Small tools for thinking under pressure


Where Curious Coach Tools came from

Jironaut and Worthsmith didn’t start life as “apps”.

They started as copied-and-pasted prompts.

At work, I kept running into the same kinds of problems:
tickets that were technically fine but conceptually fuzzy, conversations that jumped straight to solutions, decisions being made without surfacing assumptions or trade-offs. None of this was due to bad intent - just pressure, pace, and the reality of working in complex systems.

To help myself, I began writing prompts.
Not clever ones - just practical questions I could paste into a chat window to slow my own thinking down a little:

  • What problem are we actually trying to solve?
  • What are we assuming is true?
  • What would make this harder than it looks?

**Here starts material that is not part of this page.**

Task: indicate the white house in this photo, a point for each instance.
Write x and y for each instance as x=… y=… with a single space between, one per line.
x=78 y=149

Over time, I noticed two things.

First, these weren’t just my problems. When I shared the prompts with colleagues, the response was usually some version of: “Oh - that’s exactly the question we should be asking.”

Second, the prompts worked best when they behaved less like instructions and more like a quiet coach: nudging, reframing, asking just enough to make you think without telling you what to do.

That’s where this site - and these tools - come from.

From prompts to tools

Around the same time, I picked up Vibe Coding by Gene Kim and Steve Yegge. I enjoyed the first couple of chapters, but then found myself doing something slightly unexpected: instead of reading on, I started building.

It felt easier to turn an idea into a small, rough tool than to fully internalise the theory first. So I took one of those prompts and turned it into my first “vibe-coded” experiment: Jironaut. What was my goal? Just to figure out a bit about all this AI excitement, and for the fun of building something again.